The crawfish spread extensively throughout the country, even reaching the southern regions of South Jeolla Province. Classified as an invasive species in 2019, the crawfish pose a threat to native plants and animals and are known to damage rice field canals with their burrows, which can extend up to 90 cm.
Originally from eastern North America, Bullfrogs were brought to Korea in the 1970s for consumption. Growing up to 20 cm wide, which is 3-4 times larger than most indigenous frogs, these sizable amphibians are known to consume almost anything in their path, from small mammals to snakes. Their notoriously loud croaking has also become a nuisance for residents.

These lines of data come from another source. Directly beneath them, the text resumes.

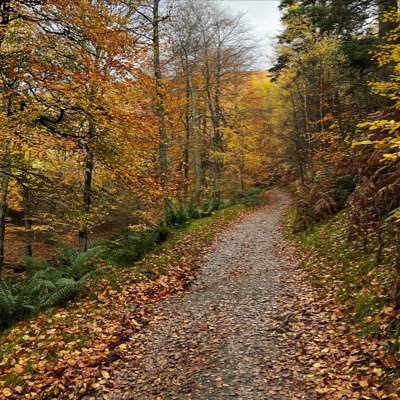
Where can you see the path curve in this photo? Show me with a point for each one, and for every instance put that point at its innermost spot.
(220, 339)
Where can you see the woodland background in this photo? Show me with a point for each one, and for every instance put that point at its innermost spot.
(140, 116)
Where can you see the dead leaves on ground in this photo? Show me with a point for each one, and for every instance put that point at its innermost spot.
(70, 353)
(341, 363)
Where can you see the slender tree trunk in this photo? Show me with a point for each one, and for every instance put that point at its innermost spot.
(87, 199)
(385, 26)
(160, 109)
(5, 11)
(187, 139)
(26, 195)
(5, 180)
(195, 133)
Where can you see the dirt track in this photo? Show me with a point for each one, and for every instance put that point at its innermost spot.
(224, 338)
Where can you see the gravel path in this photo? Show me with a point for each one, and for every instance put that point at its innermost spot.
(224, 338)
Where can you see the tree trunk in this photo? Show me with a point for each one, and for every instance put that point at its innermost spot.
(187, 139)
(87, 199)
(26, 195)
(5, 11)
(5, 180)
(385, 6)
(160, 109)
(195, 133)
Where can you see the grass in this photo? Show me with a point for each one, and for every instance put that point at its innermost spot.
(71, 344)
(362, 286)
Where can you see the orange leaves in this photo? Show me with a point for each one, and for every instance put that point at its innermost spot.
(73, 352)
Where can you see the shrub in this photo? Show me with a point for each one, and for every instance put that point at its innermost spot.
(252, 197)
(45, 286)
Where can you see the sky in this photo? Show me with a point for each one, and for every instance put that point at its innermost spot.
(264, 17)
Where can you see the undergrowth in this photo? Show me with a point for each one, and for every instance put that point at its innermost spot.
(71, 347)
(48, 283)
(363, 285)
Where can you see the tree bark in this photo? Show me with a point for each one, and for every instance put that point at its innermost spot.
(195, 133)
(385, 6)
(160, 109)
(87, 199)
(26, 195)
(5, 180)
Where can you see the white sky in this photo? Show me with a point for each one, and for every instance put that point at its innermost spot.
(264, 17)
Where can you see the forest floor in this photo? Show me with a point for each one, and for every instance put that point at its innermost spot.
(223, 310)
(229, 335)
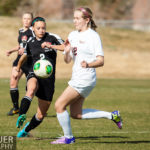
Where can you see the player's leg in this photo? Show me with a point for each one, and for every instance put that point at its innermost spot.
(14, 92)
(36, 120)
(67, 97)
(32, 86)
(77, 112)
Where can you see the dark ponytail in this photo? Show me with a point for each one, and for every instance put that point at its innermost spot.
(87, 13)
(93, 25)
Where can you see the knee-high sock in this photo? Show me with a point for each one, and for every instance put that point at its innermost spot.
(94, 114)
(64, 121)
(14, 93)
(25, 104)
(33, 123)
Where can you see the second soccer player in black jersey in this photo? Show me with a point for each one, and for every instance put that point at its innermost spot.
(42, 88)
(24, 34)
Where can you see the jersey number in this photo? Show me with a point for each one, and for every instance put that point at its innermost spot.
(42, 56)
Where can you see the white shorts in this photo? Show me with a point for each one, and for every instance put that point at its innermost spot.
(84, 91)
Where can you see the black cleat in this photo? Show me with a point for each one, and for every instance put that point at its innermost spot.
(13, 111)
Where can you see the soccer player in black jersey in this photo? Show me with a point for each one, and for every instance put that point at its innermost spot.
(24, 34)
(39, 48)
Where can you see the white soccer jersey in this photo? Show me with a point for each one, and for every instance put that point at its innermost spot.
(85, 46)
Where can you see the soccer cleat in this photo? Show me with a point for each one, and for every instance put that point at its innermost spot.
(13, 111)
(64, 140)
(23, 133)
(21, 119)
(117, 118)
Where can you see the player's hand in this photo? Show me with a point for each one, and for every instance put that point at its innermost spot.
(21, 51)
(8, 53)
(67, 46)
(16, 73)
(84, 64)
(46, 44)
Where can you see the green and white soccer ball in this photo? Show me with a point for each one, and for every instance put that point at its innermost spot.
(43, 68)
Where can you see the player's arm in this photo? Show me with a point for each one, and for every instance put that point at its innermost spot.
(22, 59)
(9, 52)
(99, 62)
(67, 57)
(49, 45)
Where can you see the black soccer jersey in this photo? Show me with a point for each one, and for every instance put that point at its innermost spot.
(37, 52)
(24, 36)
(22, 40)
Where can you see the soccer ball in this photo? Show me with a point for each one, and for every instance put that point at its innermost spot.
(43, 68)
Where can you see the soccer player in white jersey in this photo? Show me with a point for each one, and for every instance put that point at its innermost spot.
(85, 49)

However, nature seems to be finding a balance lately, with local species now preying on the bullfrog's tadpoles and leading to a marked decline in their numbers in recent years.
4. Red-eared sliders
Red-eared sliders, native to the Mississippi River in the US, are an invasive turtle species. Recognizable by red markings on their heads and averaging 15-20 cm in size, red-eared sliders have found new habitats in ponds and lakes across Korea after first being brought in as pets in the 1980s. These adaptive turtles outcompeted their native cousins for food, pushing the native Reeves' turtle -- also known as the Chinese pond turtle -- to the brink of extinction. Recognizing the growing concern, the government banned the import of red-eared sliders in 2001.
5. Largemouth bass
The largemouth bass, native to North America, made its way to Korea in the 1970s. Despite first being introduced for consumption, its taste did not find favor among Koreans. But the fish did manage to dominate local water bodies thanks to its high reproduction rate, capable of laying up to 45,000 eggs multiple times a season. Native fish and crustaceans suffered a sharp decline as a result of the largemouth bass' proliferation.
As the largemouth bass is popular in the recreational fishing community, some local governments have organized fishing competitions as a strategy to reduce their numbers.